For Gaussian distributions, the two coefficients admit attractive formulas in terms of the joint correlation matrix. Maximal dependence occurs at the Gaussian distribution having minimal differential entropy given the two multivariate margins. The two coefficients can be estimated easily via the empirical correlation matrix. The estimators are asymptotically normal and their asymptotic variances are functions of the correlation matrix, which can thus be estimated consistently too. The results extend to the Gaussian copula case, in which case the estimators are rank-based. The results are illustrated through theoretical examples, Monte Carlo simulations, and a case study involving EEG data.

Preprint available at https://arxiv.org/abs/2104.14023



10:25 - 11:20

Infinitesimal Gradient Boosting (slides)

Clément Dombry

Abstract: We define infinitesimal gradient boosting as a limit of the popular tree-based gradient boosting algorithm from machine learning. The limit is considered in the vanishing-learning-rate asymptotic, that is when the learning rate tends to zero and the number of gradient trees is rescaled accordingly. For this purpose, we introduce a new class of randomized regression trees bridging totally randomized trees and Extra Trees and using a softmax distribution for

binary splitting. Our main result is the convergence of the associated stochastic algorithm and the characterization of the limiting procedure as the unique solution of a nonlinear ordinary differential equation in a infinite dimensional function space.

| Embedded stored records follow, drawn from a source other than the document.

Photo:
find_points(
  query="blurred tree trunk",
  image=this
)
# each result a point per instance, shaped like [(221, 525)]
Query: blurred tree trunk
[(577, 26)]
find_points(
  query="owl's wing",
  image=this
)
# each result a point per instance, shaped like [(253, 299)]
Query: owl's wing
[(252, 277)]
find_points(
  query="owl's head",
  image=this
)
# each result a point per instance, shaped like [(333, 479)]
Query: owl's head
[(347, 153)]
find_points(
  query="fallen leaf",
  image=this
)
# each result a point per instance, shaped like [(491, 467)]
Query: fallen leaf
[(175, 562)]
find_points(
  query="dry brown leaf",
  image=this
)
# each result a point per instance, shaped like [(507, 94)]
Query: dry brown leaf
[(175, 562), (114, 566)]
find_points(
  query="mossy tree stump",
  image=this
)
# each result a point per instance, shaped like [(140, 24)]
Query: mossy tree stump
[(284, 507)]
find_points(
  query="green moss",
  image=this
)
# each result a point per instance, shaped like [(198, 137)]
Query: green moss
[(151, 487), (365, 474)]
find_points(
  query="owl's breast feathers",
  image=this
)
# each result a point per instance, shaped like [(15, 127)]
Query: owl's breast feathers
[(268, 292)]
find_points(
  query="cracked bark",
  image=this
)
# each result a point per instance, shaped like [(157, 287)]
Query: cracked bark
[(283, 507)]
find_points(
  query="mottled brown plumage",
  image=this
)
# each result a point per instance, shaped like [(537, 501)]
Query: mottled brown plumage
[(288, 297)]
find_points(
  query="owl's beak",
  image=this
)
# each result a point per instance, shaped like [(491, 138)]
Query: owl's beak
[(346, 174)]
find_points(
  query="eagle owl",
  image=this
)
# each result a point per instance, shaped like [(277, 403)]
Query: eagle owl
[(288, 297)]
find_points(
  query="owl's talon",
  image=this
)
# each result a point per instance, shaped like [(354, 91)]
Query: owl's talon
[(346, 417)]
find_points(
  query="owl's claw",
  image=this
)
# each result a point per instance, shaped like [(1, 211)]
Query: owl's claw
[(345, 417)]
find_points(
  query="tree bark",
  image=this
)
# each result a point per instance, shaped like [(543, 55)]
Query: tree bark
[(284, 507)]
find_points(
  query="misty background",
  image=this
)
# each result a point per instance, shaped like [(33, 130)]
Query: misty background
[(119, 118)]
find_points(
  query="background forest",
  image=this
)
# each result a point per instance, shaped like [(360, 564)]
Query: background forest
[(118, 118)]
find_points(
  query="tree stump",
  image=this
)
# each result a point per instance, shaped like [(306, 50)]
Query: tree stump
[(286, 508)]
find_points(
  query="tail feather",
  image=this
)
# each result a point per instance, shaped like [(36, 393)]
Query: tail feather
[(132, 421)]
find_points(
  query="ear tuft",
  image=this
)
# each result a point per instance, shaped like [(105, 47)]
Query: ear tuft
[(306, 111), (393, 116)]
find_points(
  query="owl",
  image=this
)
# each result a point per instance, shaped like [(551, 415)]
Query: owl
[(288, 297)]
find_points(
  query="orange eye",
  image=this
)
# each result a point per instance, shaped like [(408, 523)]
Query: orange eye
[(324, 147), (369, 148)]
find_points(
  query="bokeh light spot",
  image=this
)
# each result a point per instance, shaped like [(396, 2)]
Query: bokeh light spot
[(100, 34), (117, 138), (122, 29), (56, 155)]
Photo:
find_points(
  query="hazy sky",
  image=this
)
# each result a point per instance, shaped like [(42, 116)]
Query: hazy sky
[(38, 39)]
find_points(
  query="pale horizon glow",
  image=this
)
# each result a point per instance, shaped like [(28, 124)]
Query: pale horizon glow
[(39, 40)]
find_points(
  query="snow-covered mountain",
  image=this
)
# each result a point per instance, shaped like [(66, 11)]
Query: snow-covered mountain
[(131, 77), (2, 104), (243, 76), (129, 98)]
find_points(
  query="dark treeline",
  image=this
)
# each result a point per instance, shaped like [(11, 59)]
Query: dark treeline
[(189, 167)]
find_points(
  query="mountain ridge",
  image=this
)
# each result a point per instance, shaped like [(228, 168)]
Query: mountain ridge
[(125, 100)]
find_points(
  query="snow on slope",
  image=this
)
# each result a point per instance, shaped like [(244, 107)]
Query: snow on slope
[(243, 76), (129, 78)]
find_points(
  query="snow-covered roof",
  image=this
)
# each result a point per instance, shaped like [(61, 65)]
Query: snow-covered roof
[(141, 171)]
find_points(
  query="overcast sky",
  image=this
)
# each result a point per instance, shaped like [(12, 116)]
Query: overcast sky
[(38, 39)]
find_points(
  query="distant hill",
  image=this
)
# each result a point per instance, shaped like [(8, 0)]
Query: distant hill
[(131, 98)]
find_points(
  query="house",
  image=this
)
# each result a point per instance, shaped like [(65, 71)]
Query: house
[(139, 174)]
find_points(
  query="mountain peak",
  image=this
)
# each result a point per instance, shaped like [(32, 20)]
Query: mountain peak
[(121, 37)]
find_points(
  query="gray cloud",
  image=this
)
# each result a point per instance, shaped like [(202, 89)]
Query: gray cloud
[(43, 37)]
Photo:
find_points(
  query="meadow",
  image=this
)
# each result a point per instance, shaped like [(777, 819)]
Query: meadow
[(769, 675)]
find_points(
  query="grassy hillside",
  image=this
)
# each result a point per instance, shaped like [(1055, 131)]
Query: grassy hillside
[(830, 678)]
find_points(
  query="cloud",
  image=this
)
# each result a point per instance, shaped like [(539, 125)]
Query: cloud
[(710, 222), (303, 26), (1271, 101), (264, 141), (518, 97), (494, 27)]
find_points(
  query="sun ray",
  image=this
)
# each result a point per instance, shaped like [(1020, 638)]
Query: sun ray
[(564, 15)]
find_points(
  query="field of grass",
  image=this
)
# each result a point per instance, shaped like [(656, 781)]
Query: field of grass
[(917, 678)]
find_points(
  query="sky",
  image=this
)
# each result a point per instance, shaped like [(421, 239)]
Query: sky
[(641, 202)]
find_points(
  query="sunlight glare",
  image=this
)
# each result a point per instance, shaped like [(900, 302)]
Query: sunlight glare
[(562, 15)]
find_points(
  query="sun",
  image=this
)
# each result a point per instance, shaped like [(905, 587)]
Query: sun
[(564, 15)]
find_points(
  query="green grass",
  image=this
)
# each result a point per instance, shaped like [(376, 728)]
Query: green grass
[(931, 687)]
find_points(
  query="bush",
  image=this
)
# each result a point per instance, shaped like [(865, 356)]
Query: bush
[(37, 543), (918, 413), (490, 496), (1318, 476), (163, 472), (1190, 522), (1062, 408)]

Infinitesimal gradient boosting defines a smooth path in the space of continuous functions along which the training error decreases, the residuals remain centered and the total variation is well controlled.


11:25 - 12:20

Some phase transition phenomena in Bradley-Terry tournaments (slides)

Matthieu Lerasle

Abstract: I will present Bradley-Terry tournaments when players strength are i.i.d. realizations of a probability distribution. In this « typical » situation, I will describe precisely the phase transition between a « Pierre de Coubertin » regime where the best player wins and a « glorious uncertainty one » where one of the aspirants succeeds to beat him. In this last situation, I will also describe the cardinality of the potential winners.